1.1 Name: The name of the association is The Global Creative and Security Community (the "Association").
1.2 Purpose: The purpose of the Association is to foster collaboration, innovation, and best practices among its members, which include major studios and streamers, major platform vendors, security vendors and localisation vendors. The Association aims to address shared challenges and promote the growth and integrity of the global media and entertainment industry.
2.1 Eligibility: Membership is open to any company or organisation operating within the global media and entertainment ecosystem that aligns with the Association's purpose and is approved by the Board of Directors.
2.2 Membership Categories: The Board of Directors may establish and define various membership categories, each with its own rights, privileges, and obligations.
2.3 Application: All applicants for membership must submit a formal application for review and approval by the Board of Directors.
2.4 Dues: Annual membership dues shall be set by the Board of Directors and are payable by all members. Failure to pay dues in a timely manner may result in the suspension or termination of membership.
2.5 Termination: Membership may be terminated by a member's written resignation, or by the Board of Directors for cause, including but not limited to, failure to pay dues or actions contrary to the Association's purpose.
3.1 Board of Directors: The Association is governed by a Board of Directors (the "Board") responsible for its strategic direction and oversight. The Board shall consist of a minimum of four (4) and a maximum of twelve (12) directors, elected from and by the members.
3.2 Officers: The Board shall elect officers, including a Chairperson, a Vice-Chairperson, a Secretary, and a Treasurer. The duties of each officer will be defined by the Board.
3.3 Elections: Directors shall be elected at the Annual General Meeting (AGM) by a simple majority vote of the members. Directors shall serve for a term of two years.
3.4 Meetings: The Board shall meet at least quarterly. A majority of directors constitutes a quorum for the transaction of business.
4.1 Annual General Meeting (AGM): An AGM shall be held once per calendar year. The purpose of the AGM is to elect directors, approve the annual budget, and address other business as required.

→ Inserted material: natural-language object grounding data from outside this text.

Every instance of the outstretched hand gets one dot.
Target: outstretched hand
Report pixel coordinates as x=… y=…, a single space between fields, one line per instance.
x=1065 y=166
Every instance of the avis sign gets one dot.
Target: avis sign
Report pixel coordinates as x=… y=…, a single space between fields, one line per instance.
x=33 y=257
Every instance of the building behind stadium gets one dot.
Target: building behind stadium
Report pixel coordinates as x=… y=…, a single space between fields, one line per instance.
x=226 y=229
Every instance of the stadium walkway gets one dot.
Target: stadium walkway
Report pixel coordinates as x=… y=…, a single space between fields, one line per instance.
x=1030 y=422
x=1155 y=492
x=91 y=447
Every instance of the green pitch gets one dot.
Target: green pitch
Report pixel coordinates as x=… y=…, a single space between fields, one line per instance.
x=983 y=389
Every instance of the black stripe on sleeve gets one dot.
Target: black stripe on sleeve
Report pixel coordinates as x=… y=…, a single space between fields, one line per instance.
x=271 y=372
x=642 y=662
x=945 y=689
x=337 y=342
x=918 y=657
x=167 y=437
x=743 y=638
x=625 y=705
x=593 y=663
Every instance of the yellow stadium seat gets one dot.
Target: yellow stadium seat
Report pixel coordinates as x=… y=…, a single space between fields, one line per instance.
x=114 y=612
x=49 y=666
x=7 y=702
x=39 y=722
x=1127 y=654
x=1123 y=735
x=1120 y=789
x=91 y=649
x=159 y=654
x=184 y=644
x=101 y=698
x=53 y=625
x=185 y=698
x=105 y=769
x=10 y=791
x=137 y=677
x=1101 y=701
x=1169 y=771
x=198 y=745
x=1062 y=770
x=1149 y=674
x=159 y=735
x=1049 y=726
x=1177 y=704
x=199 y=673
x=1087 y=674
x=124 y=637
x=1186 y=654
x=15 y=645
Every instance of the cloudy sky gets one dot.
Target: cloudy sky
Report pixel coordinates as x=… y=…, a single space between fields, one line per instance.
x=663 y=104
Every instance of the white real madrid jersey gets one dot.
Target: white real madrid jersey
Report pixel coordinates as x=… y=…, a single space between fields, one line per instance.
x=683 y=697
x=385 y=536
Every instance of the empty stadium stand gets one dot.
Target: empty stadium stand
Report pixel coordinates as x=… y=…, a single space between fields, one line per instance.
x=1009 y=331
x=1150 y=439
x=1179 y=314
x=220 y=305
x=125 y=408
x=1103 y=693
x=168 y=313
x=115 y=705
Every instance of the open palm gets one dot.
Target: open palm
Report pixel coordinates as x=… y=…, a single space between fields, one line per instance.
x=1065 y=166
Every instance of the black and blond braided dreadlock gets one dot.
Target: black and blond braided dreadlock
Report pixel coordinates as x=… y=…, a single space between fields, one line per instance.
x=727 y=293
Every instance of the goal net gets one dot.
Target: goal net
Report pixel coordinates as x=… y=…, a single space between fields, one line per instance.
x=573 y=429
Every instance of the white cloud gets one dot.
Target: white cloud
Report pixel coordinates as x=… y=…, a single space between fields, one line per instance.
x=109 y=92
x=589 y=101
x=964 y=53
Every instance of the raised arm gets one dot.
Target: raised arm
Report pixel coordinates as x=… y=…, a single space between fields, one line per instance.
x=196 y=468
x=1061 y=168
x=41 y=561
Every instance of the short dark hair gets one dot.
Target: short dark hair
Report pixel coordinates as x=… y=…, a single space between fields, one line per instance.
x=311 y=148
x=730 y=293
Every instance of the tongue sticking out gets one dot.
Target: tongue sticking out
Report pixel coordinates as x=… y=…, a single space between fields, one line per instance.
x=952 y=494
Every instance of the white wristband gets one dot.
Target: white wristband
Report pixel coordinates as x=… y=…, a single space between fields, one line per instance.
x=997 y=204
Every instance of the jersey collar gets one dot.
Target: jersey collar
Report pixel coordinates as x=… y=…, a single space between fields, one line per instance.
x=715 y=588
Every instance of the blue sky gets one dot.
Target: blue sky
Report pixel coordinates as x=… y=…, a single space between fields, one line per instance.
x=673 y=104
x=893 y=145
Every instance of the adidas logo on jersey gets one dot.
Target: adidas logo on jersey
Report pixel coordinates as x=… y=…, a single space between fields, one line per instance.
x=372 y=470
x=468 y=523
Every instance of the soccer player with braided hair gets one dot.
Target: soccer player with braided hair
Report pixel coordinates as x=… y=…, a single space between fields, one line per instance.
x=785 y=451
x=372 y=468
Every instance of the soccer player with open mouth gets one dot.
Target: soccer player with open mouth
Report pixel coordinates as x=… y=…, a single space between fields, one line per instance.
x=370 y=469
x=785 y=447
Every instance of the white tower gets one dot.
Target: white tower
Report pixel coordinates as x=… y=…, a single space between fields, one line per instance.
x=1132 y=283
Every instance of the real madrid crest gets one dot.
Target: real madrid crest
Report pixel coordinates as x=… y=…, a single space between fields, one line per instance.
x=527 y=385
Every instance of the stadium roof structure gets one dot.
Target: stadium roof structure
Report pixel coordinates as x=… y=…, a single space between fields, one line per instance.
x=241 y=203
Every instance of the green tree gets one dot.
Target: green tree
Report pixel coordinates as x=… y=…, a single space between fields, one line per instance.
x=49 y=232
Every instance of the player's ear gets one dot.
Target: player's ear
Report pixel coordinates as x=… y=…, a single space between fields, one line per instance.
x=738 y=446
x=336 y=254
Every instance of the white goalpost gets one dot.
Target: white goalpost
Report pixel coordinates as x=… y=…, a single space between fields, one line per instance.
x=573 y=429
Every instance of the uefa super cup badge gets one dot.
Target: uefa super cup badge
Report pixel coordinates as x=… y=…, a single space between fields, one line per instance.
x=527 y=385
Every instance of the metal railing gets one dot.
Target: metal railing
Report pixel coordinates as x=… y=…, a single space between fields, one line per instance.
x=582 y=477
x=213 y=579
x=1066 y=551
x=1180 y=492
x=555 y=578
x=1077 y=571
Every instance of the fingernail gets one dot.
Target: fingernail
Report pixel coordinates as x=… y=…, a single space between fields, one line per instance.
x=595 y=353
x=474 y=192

4.2 Special Meetings: Special meetings of the members may be called by the Chairperson, the Board, or by a petition signed by at least 25% of the members.
4.3 Notice: Written notice of all meetings of members must be provided at least seven (7) days in advance, specifying the date, time, location, and purpose of the meeting. An emergency meeting can be called without this notice and any decisions taken in the emergency meeting will be ratified by a special meeting as soon as possible.
4.4 Voting: Each member company in good standing is entitled to one (1) vote on all matters submitted to a vote of the members. Proxy voting may be permitted under guidelines established by the Board.
5.1 Fiscal Year: The fiscal year of the Association shall be determined by the Board of Directors.
5.2 Budget: The Board shall approve an annual budget and provide a summary to the members at the AGM.
5.3 Audit: An independent audit of the Association's financial records shall be conducted at least every two years.
6.1 Proposal: These byelaws may be amended by a proposal from the Board or by a petition signed by at least 25% of the members.
6.2 Approval: Any proposed amendment must be approved by a two-thirds (2/3) majority vote of the members at a duly called meeting.
7.1 Process: The Association may be dissolved by a vote of three-quarters (3/4) of the members.
7.2 Asset Distribution: In the event of dissolution, any remaining assets after the payment of all debts shall be distributed to one or more non-profit organisations with purposes similar to the Association's.